Select a cluster to view detailed cluster capacity information on the cluster Overview tab.

- The current cluster capacity is shown as a percentage bar at the top of the section.
- The chart shows detailed capacity data for the last 24 hours, 7 days, or 30 days.
- Select the time period you want to view data for.
- Hover over individual nodes in the chart to view data for a specific time or day.
- Click the Refresh icon to refresh and update the cluster capacity data.
Manage cluster capacity
Cluster capacity will fluctuate based on incoming user requests, and internal processing load.
- User requests are those sent directly by an external client.
- Internal load refers to all other processing that is not directly triggered by a client. For example, timer events, a job being made available after back off, and so on.
This means that cluster capacity could fluctuate throughout the day. For example:
- Capacity might be higher during business hours, but lower overnight when the cluster is unused.

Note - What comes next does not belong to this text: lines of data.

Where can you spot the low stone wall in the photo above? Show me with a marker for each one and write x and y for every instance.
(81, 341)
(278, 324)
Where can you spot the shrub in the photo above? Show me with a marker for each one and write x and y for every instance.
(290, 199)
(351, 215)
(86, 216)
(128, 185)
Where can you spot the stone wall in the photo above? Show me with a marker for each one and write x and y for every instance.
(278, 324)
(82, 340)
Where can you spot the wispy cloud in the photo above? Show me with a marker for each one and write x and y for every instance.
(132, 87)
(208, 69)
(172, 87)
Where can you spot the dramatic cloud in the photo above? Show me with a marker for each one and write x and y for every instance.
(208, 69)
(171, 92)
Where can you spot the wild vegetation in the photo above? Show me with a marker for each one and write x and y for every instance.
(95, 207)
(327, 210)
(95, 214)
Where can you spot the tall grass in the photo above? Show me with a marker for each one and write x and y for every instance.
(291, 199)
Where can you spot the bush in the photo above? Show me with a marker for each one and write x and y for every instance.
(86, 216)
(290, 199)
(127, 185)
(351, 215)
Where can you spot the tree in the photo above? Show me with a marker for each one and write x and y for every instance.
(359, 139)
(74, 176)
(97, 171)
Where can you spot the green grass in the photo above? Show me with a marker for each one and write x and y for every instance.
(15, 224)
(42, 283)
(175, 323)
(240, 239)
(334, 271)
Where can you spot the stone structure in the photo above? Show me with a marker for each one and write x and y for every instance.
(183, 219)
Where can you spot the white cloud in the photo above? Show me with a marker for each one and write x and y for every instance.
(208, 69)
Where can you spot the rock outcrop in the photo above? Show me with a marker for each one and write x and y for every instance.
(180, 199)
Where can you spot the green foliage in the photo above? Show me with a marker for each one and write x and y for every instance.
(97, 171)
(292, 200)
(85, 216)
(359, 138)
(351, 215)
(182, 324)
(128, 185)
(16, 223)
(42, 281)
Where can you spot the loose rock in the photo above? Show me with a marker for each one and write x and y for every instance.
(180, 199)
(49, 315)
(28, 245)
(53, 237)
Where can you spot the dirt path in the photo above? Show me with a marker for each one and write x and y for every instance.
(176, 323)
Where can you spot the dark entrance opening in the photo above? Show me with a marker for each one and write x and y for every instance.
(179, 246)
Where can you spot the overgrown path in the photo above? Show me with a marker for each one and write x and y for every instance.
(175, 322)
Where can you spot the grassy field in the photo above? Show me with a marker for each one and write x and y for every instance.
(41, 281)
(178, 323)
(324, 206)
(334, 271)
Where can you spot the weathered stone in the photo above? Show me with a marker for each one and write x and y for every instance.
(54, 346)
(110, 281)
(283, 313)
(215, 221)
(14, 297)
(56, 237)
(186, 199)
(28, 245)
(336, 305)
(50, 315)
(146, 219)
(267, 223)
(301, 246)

- Certain processes can cause a "fan-out" effect, where even though creating a process instance is only a single user request, it could require computation on a very large multi-instance collection, resulting in a high capacity spike.
- You could have a spike in capacity if a large number of timers are triggered at the same time.
High capacity percentage
A high capacity percentage/utilization does not necessarily mean that a cluster needs to be resized, but it could indicate that your cluster is overloaded.

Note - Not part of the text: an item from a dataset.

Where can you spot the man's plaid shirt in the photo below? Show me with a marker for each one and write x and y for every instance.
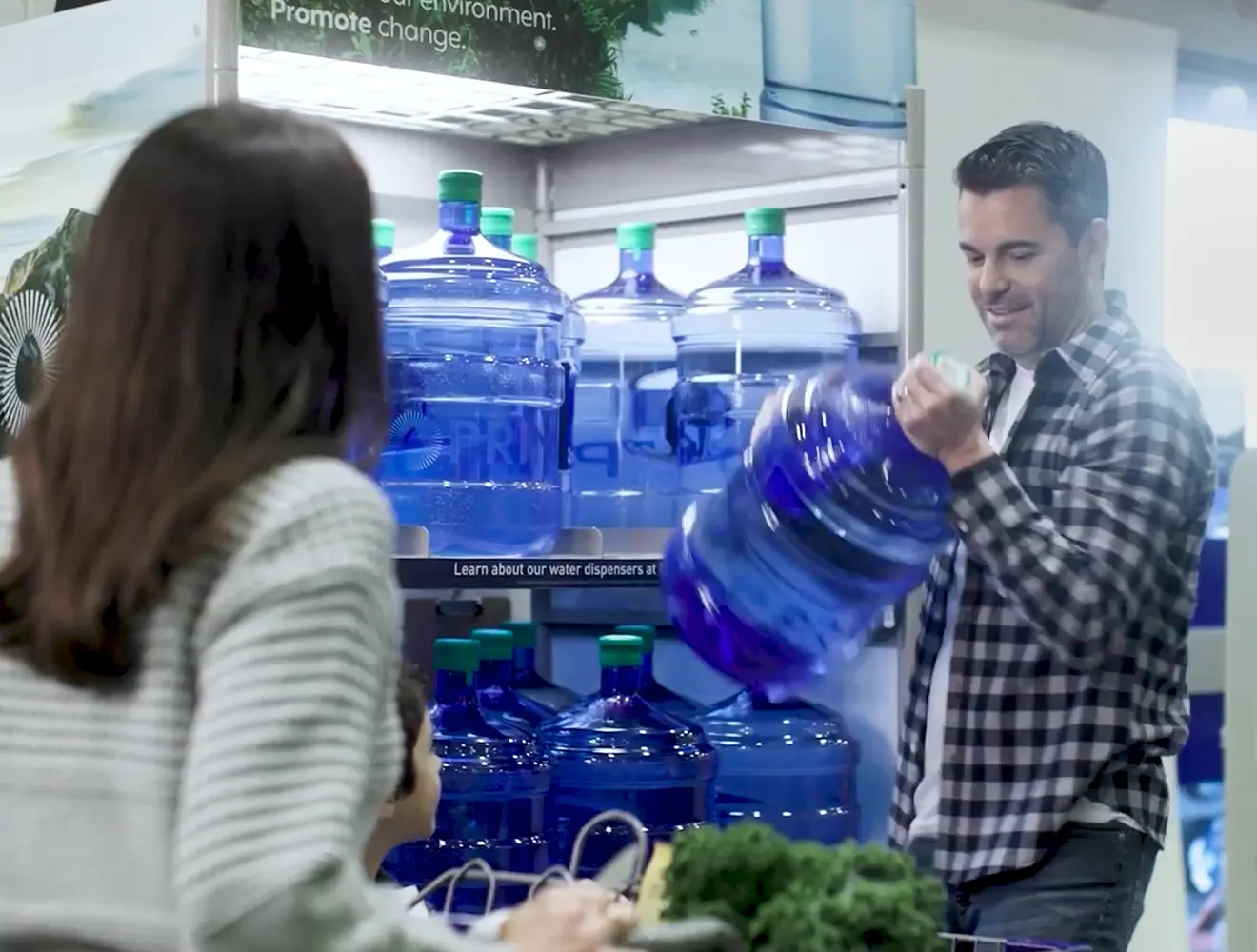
(1069, 645)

A high capacity percentage benchmark is relative, but generally anything above 60% is considered high.
If your cluster utilization is too high, but your operations are completing within an acceptable timeframe, requests are successful, and so on, then you do not need to take any action.
However, if you find yourself experiencing any of the following, then you might need to investigate and take action:
- REST clients are receiving a high number of
429
errors. - gRPC clients are receiving a high number of
RESOURCE_EXHAUSTED
errors. - More and more commands or queries are timing out in your clients.
- Web components are slowing down, or showing data that is severely out of date (for example, 1 hour).
In this scenario, you should look at reducing the overall load on the cluster.
Reduce cluster utilization
If your cluster utilization is too high, you can help reduce it by:
- Scaling down the load. For example, by stopping certain clients. Start with your least critical load, and continue from there.
- Check your running process instances for known issues that cause high processing, such as:
- Straight-through processing loops, where there are no wait states. For example, a sub process with an error boundary event which loops back to an activity leading into the sub-process. If you have an activity which consistently throws an error, this will result in a subtle infinite loop where the engine is stuck and cannot process anything else. You would have to cancel this instance, or contact support to force cancel it for you.
If your cluster capacity percentage remains high even after attempts to reduce it, you might need to increase your cluster size and scale. See cluster size and sizing your environment.
How cluster capacity percentage is calculated
Cluster capacity percentage is based on the cluster's flow control configuration.
Essentially, if flow control is configured, every partition is assigned a write rate and a write rate limit.
This means a partition's cluster capacity is defined as:
(writeRate / writeRateLimit)
This gives a value between 0 and 1, which is multiplied by 100 to give the partition capacity as a percentage.
The cluster capacity percentage is then the average of the capacity of all partitions in the cluster.
The partition capacity is only calculated and reported on the current partition leader.